A new malware for Android devices, named Perseus, is threatening user security by adopting a decidedly unusual and concerning tactic.
Beyond the traditional interception practices typical of banking trojans, this threat stands out for its pronounced ability to inspect note-taking applications to search for sensitive data, such as passwords, recovery phrases, or private financial information.
Perseus is the malware that searches your passwords in notes
Criminals are deftly exploiting the growing demand for free or low-cost sports content to disseminate Perseus in a widespread manner. The primary infection vector is represented by fake IPTV applications, distributed strictly outside official stores.
One of the most used lures goes by the name of Roja Directa TV, a well-known streaming service often associated with ongoing copyright violations and forced closures. Hiding behind these fake apps, the attackers count on users’ habit of installing third-party APK files, pushing them to systematically ignore the operating system’s security warnings.
This trend has solidified over the last eight months and has already seen the use of fake IPTV apps to distribute other banking malware such as Massiv.
The Perseus installation system is particularly sophisticated: it is able to circumvent sideloading restrictions introduced from Android 13, using the same delivery mechanism already observed in other dangerous threats such as Klopatra and Medusa.
Solid roots and AI-assisted development
According to the in-depth analyses conducted by researchers from mobile security company ThreatFabric, Perseus possesses a solid technological base. Its source code derives from Phoenix, a malware family that is in turn based on the code of Cerberus, a project leaked online almost six years ago.
Currently the threat is circulating in two distinct variants. The first is developed in Turkish, while the second, in English, is much more complex and refined.
This latest version features advanced debugging capabilities and source code enriched with numerous logs and emojis. According to experts, this peculiarity is a very strong hint regarding the use of artificial intelligence tools during the programming and optimization phase of the malware.
The theft from notes and total control
Once the user installs the compromised app, Perseus aggressively abuses Android’s accessibility services to grant operators near-total remote control of the infected device.
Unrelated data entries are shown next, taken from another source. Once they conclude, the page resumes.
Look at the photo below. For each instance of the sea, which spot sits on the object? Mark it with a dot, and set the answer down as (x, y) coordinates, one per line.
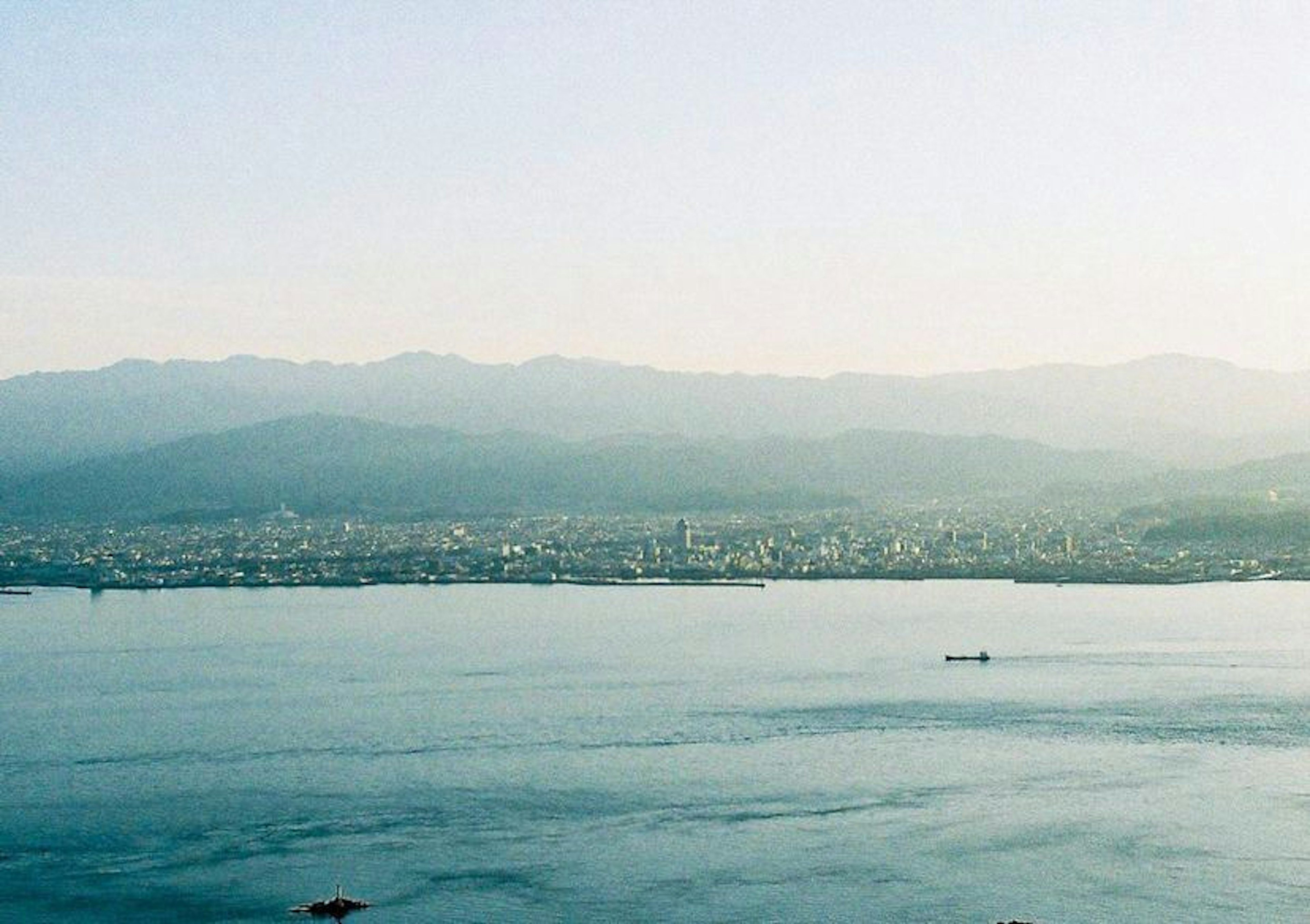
(801, 753)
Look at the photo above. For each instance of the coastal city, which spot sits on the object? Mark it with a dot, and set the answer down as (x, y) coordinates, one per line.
(283, 548)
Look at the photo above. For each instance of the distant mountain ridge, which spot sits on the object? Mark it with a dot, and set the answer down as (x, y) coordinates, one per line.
(1176, 409)
(333, 464)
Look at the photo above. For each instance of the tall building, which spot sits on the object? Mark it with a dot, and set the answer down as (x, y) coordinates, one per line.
(683, 535)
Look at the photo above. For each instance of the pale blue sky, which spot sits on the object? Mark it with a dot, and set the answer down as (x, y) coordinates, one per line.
(803, 189)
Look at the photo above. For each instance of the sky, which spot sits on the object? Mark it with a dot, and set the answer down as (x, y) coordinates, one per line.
(802, 188)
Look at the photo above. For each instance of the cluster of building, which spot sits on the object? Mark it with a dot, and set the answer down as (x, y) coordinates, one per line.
(907, 543)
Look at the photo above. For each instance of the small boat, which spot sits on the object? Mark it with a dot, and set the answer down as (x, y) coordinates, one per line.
(338, 906)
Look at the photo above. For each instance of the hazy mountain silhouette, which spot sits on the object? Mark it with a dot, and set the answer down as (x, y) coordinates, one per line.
(333, 464)
(1189, 412)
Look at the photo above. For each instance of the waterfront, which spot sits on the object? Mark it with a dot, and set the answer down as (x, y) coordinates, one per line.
(519, 753)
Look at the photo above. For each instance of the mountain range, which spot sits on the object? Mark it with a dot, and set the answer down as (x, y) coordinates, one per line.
(1170, 409)
(424, 433)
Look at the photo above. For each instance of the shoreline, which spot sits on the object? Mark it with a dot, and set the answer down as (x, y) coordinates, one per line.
(23, 589)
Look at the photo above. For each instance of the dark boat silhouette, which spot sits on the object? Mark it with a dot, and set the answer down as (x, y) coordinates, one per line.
(338, 906)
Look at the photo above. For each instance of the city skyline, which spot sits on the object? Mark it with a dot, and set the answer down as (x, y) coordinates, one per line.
(803, 192)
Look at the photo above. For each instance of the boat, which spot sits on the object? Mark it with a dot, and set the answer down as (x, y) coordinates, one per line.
(338, 906)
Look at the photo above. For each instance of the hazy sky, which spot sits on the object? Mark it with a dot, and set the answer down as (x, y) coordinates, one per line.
(794, 188)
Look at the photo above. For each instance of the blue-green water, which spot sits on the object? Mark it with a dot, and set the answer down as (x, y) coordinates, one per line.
(570, 754)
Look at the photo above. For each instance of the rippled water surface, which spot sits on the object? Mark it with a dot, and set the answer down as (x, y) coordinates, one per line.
(569, 754)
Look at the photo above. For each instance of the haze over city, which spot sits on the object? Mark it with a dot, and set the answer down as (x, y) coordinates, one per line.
(899, 188)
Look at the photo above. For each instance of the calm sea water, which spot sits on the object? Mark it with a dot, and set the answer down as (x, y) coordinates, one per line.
(569, 754)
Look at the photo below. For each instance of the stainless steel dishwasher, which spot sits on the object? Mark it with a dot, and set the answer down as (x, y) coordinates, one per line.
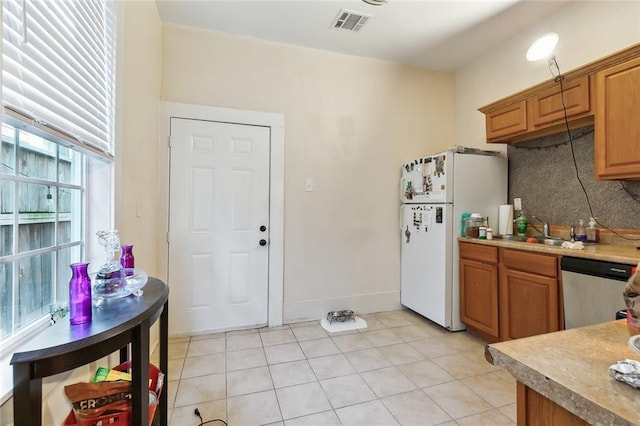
(592, 290)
Attackers gain the ability to capture screenshots and transmit them to their servers, simulate taps and swipes, type text, launch or block applications at will, and even activate a black screen overlay to hide their fraudulent actions from the victim.
However, the most innovative and alarming feature of Perseus is its attention to personal notes. Leveraging accessibility permissions, the English version of the malware systematically opens the note-taking applications on the phone, including Google Keep, Xiaomi Notes, Samsung Notes, ColorNote, Evernote, Microsoft OneNote, and Simple Notes, to scan their contents individually.
Researchers emphasize that this is the first time ever that an Android malware shows a systematic interest in context data personally curated by users, recognizing notes as a rich reservoir of credentials, financial details and passphrases for cryptocurrency wallets.
Evasion methods and geographic targets
Before launching its harmful activities and risking to be discovered, Perseus performs rigorous checks to determine whether it is running in a simulated analysis environment or on a real smartphone.
The malware meticulously checks the presence of root permissions, SIM card details, hardware profile, battery status, associated Bluetooth devices, the number of installed apps, and the availability of Google Play Services.
Based on all this information, the software generates a suspicion score that is immediately sent to the remote control panel. It is then up to the operator to decide whether to proceed with the data theft.
Italy is one of the campaign’s main targets of this malicious campaign. Data show that the malware is targeting 17 financial institutions in Turkey, followed by Italy with 15 banks in its sights. Next come Poland with 5 institutions, Germany with 3 and France with 2.
The threat does not spare the cryptocurrency sector, aiming to strike nine specific cryptocurrency exchange and fund management applications.